Juiz de Fora conheço bem, e adoro a cidade, uma mistura de Minas com Rio!!
Volta Redonda conheço pouco!!
E Três Rios foi uma ótima surpresa, passo muito pela entrada da cidade, na BR 040, mas nunca imaginei que a cidade fosse como você mostrou nas sua fotos!!


----------



## O Natalense (Jan 25, 2004)

Não fiquei exatamente surpreso, mas as duas fluminense subiram no meu conceito em termos de aprazabilidade aparente. TR tinha visto quase se nada. Bem verticalizada. O Interior do RJ é bem subestimado no imaginário médio. JF dispensa comentários, em MG é a minha favorita ao lado de Poços de Caldas.


----------



## lorrampaiva (Feb 7, 2008)

BR 364 said:


> Opa! Tão bom ver minha cidade natal (VR) por aqui. Apesar de ser natural de VR, confesso que esse bairro Laranjal é um ilustre desconhecido pra mim. As outras áreas mostradas eu conheço bem (Vila Santa Cecília, principalmente), mas as minhas maiores lembranças da infância são daquela região do outro lado do rio (Retiro, Vila Mury, etc).
> 
> Três Rios eu não conheço, mas me surpreendeu pelas fotos. Em termos de verticalização, parece mais desenvolvida que VR.
> 
> ...


E fica do lado da Vila... 




fernando-mota said:


> Ótimas fotos de belas cidades!!
> Juiz de Fora conheço bem, e adoro a cidade, uma mistura de Minas com Rio!!
> Volta Redonda conheço pouco!!
> E Três Rios foi uma ótima surpresa, passo muito pela entrada da cidade, na BR 040, mas nunca imaginei que a cidade fosse como você mostrou nas sua fotos!!


Valeu!



O Natalense said:


> Não fiquei exatamente surpreso, mas as duas fluminense subiram no meu conceito em termos de aprazabilidade aparente. TR tinha visto quase se nada. Bem verticalizada. O Interior do RJ é bem subestimado no imaginário médio. JF dispensa comentários, em MG é a minha favorita ao lado de Poços de Caldas.


Obrigado!


----------



## alexRF (Jul 4, 2011)

Show as fotos, gosto muito do sul fluminense.

VR... ótima cidade (apesar da fumaça da CSN), já quase fui morador do Aterrado por motivos profissionais.
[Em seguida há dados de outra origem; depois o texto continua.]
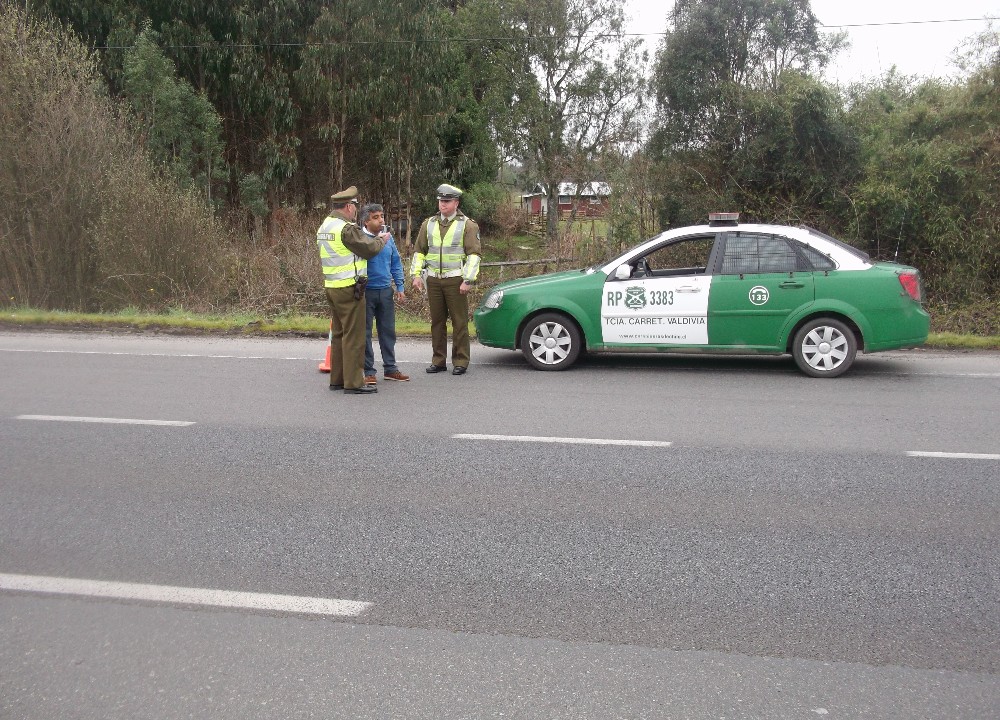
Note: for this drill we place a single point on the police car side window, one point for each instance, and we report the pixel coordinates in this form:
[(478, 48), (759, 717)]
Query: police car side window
[(750, 253), (689, 256)]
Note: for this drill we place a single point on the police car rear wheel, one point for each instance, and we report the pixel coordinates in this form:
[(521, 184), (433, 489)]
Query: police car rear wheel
[(551, 342), (824, 347)]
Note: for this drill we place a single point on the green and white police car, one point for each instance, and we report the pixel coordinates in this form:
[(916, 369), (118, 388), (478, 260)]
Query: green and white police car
[(715, 288)]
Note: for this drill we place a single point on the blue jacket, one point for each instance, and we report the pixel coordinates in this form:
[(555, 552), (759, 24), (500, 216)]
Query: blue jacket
[(385, 267)]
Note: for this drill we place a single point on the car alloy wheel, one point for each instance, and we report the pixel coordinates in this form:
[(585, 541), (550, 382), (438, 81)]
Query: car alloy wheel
[(551, 342), (824, 348)]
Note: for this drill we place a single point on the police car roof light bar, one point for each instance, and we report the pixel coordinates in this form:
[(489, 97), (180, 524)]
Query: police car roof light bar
[(716, 219)]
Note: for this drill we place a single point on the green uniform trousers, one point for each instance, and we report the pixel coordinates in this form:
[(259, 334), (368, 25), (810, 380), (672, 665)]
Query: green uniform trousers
[(347, 343), (446, 302)]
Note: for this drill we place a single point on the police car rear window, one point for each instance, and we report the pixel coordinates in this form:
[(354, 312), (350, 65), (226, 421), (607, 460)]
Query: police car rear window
[(751, 253), (839, 243), (818, 260)]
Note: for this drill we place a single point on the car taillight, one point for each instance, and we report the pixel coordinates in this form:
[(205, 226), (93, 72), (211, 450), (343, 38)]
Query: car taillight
[(911, 283)]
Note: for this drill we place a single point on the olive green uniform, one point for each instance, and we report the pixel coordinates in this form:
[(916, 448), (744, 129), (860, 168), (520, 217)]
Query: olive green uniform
[(443, 296), (347, 340)]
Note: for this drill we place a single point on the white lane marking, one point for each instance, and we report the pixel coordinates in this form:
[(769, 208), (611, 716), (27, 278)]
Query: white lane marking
[(961, 456), (130, 354), (571, 441), (182, 595), (114, 421)]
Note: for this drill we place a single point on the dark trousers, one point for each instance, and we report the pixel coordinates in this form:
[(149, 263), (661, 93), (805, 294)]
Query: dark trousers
[(347, 344), (380, 310), (446, 302)]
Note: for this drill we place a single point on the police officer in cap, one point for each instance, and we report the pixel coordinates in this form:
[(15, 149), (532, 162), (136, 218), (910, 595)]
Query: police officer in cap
[(344, 251), (448, 248)]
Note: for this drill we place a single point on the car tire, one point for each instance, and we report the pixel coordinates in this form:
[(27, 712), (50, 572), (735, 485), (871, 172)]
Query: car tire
[(551, 342), (824, 347)]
Juiz de Fora tem a pizzaria mais bonita do brasil... Assunta. As pizzas não valem a visita, mas as carnes com massa sim.

abc


----------



## Driano MG (Sep 23, 2007)

alexRF said:


> Juiz de Fora tem a pizzaria mais bonita do brasil... Assunta. As pizzas não valem a visita, mas as carnes com massa sim.
> 
> abc


Realmente tem pizzas melhores na cidade mas o lugar é bem agradável, com vários ambientes.


----------



## Bruno GV (Jan 24, 2008)

Massa ver fotos de Três Rios, tenho alguns amigos de lá que estudaram/estudam na federal daqui de GV. É uma cidade bem próspera.


----------



## Bonja (Oct 27, 2010)

Bem aprazíveis!


----------



## Benesurf (Feb 18, 2009)

Ótimos registros e belas cidades!

Com a concretização do polo Metalmecânico a cidade do Aço vai voltar com tudo!

Não conheço Três Rios, mas é nítido que a cidade tem uma boa verticalização. Essa sensação de densidade é porque a cidade concentra esses empreendimentos em uma única zona?

Excelente trabalho!


----------



## Mr.Falcon (May 1, 2012)

Três Rios é minha vizinha que está subindo de vida.
VR e JF faz tempo que não vou, mas parecem estar a mesma coisa. Nos canais de caminhoneiros do Youtube divulgaram uma nova rota passando por fora do centro de VR para acessar a BR 393, o que deve ter melhorado bastante o trânsito na cidade.


----------



## RioSampa (Aug 4, 2005)

Aproveitando o espaço para apresentar um lançamento em Três Rios. 
Residencial Mondrian. Bem na Beira Rio (Av Alberto Lavinas).
Duarte e Dutra Construtora.


----------



## Benesurf (Feb 18, 2009)

Mr.Falcon said:


> Três Rios é minha vizinha que está subindo de vida.
> VR e JF faz tempo que não vou, mas parecem estar a mesma coisa. Nos canais de caminhoneiros do Youtube divulgaram uma nova rota passando por fora do centro de VR para acessar a BR 393, o que deve ter melhorado bastante o trânsito na cidade.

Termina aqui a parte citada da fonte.